Did I dress like a zombie? (BRRAAAAAIINS!) Hardly. I threw my back out.
(Excuse me now while I curse like a sailor and yell.)
I'd like to say that I threw my back out while valiantly defending my family from a gang of thieves or an army of black-clad ninjas; or that I was hoisting a piano upstairs by myself. The sad reality is that I hurt my back sitting down, which I still don't understand, because I sit down dozens of times every day. I'm an EXPERT at sitting down. At least I thought I was. Now that my lower back is screaming at me I have my doubts.
Much of the neighborhood knew that I did this because I screamed like a Packers fan after a Brett Favre touchdown (for the Vikings). This scared The Boy, who had to witness his father crumple to the ground, whining like a school girl. He usually only sees this when I realize that it's time to change the diaper pail.
"Is he going to DIE?" The Boy asked.
No, boy. I only FEEL like I'm going to die.
I hate back pain, because I feel so old. And this one was bad, too, so I feel really old -- zombie old. Every move I make is stiff and slow and is punctuated by a groan or a small prayer or a what-the-hell-am-I-going-through-this-for? Everything I do is preceded by a mental cost-benefit analysis (do I REALLY need to use the bathroom?) because its completion is just so difficult.
About the only good thing about my back is that it gets me out of baby care (either because I can't effectively pick up the baby or because my wife has legitimate questions about whether I really am a zombie) and house work. (I'm really sorry, dear, but I just CAN'T rake the yard; back problems, you know.) It also gives me something to complain about, and blog about. I'm getting waited upon by my wonderful wife, and I get to act like a zombie without her telling me "Hey, quit acting like a zombie."
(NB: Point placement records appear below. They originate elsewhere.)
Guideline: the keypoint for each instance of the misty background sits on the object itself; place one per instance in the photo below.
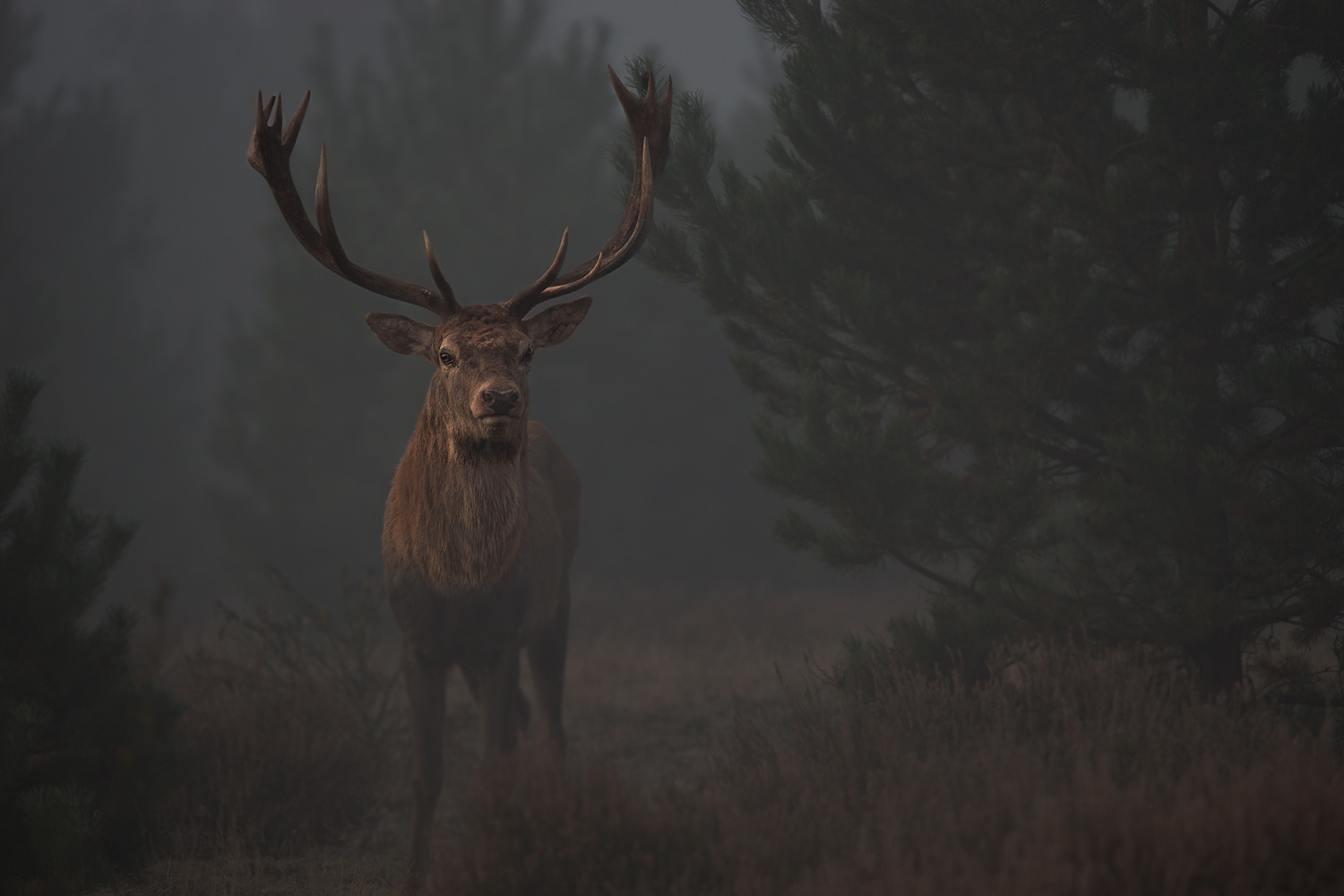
(231, 400)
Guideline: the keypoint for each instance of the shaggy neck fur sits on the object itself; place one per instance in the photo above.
(457, 509)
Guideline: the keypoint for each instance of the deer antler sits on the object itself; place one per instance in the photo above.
(650, 125)
(269, 155)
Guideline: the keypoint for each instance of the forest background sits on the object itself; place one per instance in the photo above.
(234, 405)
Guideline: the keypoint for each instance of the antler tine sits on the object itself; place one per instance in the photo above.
(269, 155)
(650, 126)
(445, 290)
(426, 298)
(527, 298)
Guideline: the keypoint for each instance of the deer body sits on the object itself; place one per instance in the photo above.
(483, 517)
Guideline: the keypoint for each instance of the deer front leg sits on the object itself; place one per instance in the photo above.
(425, 678)
(499, 696)
(546, 657)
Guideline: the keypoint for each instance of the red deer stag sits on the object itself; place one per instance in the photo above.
(483, 516)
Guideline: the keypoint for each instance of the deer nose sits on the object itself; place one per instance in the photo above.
(499, 402)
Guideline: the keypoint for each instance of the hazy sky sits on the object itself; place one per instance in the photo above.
(707, 40)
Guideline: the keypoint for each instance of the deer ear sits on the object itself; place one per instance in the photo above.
(556, 324)
(402, 335)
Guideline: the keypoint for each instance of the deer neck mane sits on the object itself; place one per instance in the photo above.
(457, 509)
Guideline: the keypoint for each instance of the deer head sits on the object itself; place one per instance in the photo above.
(481, 352)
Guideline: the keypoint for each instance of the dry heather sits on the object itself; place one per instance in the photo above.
(706, 759)
(290, 723)
(1074, 777)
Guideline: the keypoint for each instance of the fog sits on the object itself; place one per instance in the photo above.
(147, 292)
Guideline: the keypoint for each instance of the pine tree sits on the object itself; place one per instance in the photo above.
(1045, 301)
(83, 742)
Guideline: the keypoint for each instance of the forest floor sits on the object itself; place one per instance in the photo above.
(653, 678)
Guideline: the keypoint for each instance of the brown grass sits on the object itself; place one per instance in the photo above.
(707, 759)
(292, 719)
(1075, 777)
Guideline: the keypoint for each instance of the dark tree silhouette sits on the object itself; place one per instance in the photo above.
(1045, 303)
(83, 740)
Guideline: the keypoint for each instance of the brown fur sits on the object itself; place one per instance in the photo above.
(480, 528)
(481, 521)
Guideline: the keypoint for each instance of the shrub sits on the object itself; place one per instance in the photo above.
(532, 826)
(85, 747)
(293, 713)
(1064, 772)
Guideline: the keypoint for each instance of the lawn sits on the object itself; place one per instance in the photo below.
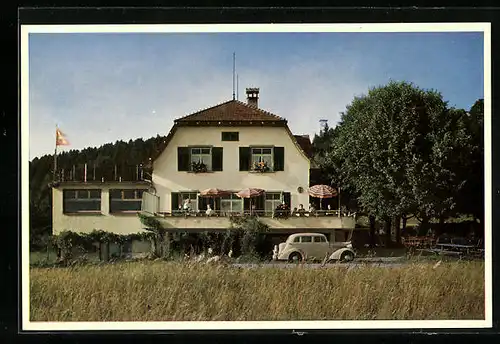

(I know what you're thinking: "Hey, that back pain doesn't sound so bad!" But it's almost like I made a deal with the devil, or Alanis Morrisette: I get everything I want, but I have to endure a searing, debilitating pain to get it. I'd rather rake the yard and change diapers.)
So I'll have to go to the doctor today, and if I'm lucky he'll prescribe powerful painkillers and a cane. I've always wanted a really cool cane, which I could wave while chasing kids off of my lawn. Heck, if I'm going to feel this old, I might as well get some of the benefits.
Now excuse me. I've got a craving for some BRRRRAAAAAINS!!!








6 What is he talking about???:
heh heh heh
I will reference this post if I ever want to get out of diaper changing duty..
I watched Night of the Living Dead last night.. I'm up to speed on zombie walking again.
My only weakness would be a locked door.
I never knew one could write about severe acute back pain so elequently, and yet you did. Ask your doc for a Fentynal patch......it's wonderful.
Ouch. It sounds painful, but the perks are great. (can women use this excuse too? Hmmm.)
Seriously, I've been there and I would rather rake leaves and empty diaper pails. Hope it gets well soon.
Owie. Hope you're doing better and on the meds by now.
If you get a cane, make sure it has flames painted on it like House. It gives the illusion you're walking faster.
That's going to be the real challenge in a zombie invasion - telling the zombies from the people who threw their backs out before they manage to get you into a headlock.